Akan tetapi, Gitadi menjelaskan bahwa skema urun dana dari rakyat ini bisa saja tidak memenuhi target, sehingga kekhawatiran berkaitan dengan adanya kemungkinan oversimplified dan overconfidence oleh pemerintah pun timbul.
“Pemerintah berpikir seandainya 20 persen saja masyarakat Indonesia akan menyumbang, maka akan didapat dana yang besar,” ujar Gitadi.
“Tidak tercapainya target urun dana dari rakyat bisa berpengaruh dan bisa tidak terlalu berpengaruh, tergantung proporsinya. Apalagi sampai saat ini tidak diketahui secara detail komposisi sumber dana non-APBN tersebut,” jelasnya.
Sumber dari Kerja Sama
Gitadi menyarankan agar skema sumber dana pembangunan IKN dari kerja sama lebih dikedepankan meskipun biasanya akan berdampak pada posisi tawar terhadap pihak kedua, khususnya dalam policy making.

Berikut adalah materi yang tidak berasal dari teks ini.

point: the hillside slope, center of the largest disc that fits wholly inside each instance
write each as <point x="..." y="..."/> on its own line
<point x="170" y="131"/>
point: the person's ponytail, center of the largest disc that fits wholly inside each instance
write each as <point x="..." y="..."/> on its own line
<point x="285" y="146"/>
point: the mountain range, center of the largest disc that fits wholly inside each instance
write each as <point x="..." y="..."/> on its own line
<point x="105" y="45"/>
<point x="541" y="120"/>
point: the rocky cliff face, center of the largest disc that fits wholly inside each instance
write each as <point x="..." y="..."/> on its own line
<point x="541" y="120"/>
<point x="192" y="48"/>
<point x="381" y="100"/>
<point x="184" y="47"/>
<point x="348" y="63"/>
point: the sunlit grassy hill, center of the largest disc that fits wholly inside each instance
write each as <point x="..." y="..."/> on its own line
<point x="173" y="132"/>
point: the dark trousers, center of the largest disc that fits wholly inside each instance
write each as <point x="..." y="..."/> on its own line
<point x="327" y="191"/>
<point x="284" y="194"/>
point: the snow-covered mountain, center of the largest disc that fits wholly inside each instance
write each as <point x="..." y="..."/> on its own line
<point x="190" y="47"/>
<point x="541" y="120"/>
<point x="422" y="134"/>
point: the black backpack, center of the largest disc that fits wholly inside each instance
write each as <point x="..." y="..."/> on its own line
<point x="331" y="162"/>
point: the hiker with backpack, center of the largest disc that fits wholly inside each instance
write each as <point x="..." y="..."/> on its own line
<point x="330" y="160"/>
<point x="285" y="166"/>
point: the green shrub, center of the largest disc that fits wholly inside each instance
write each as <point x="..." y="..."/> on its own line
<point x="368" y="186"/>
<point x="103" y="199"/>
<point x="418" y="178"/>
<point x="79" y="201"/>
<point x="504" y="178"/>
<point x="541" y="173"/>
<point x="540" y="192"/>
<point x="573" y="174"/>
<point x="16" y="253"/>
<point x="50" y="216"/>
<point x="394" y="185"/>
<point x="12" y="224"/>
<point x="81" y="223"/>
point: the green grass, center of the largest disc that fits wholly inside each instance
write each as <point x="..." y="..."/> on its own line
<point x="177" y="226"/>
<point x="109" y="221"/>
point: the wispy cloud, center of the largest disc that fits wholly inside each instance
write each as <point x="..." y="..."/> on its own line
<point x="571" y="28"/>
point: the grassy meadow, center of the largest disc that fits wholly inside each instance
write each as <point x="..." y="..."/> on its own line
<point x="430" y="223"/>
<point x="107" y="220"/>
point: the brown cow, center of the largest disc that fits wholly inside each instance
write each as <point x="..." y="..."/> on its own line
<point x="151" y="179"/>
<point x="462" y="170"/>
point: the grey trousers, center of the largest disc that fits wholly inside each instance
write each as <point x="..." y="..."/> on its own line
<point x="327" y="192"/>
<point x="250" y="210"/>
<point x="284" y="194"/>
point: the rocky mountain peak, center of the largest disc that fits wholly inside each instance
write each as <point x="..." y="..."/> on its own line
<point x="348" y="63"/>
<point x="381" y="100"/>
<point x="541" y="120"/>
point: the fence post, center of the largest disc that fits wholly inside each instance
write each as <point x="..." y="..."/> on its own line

“Apalagi jika mengandalkan sumbangan sektor privat yang sebagian besar biasanya meminta kompensasi langsung maupun tidak langsung dalam berbagai bentuknya,” tegasnya.
“Terkait dengan dana dari masyarakat, sebaiknya kecil saja mengingat pengalaman crowdfunding di masa lalu,” pungkas Gitadi.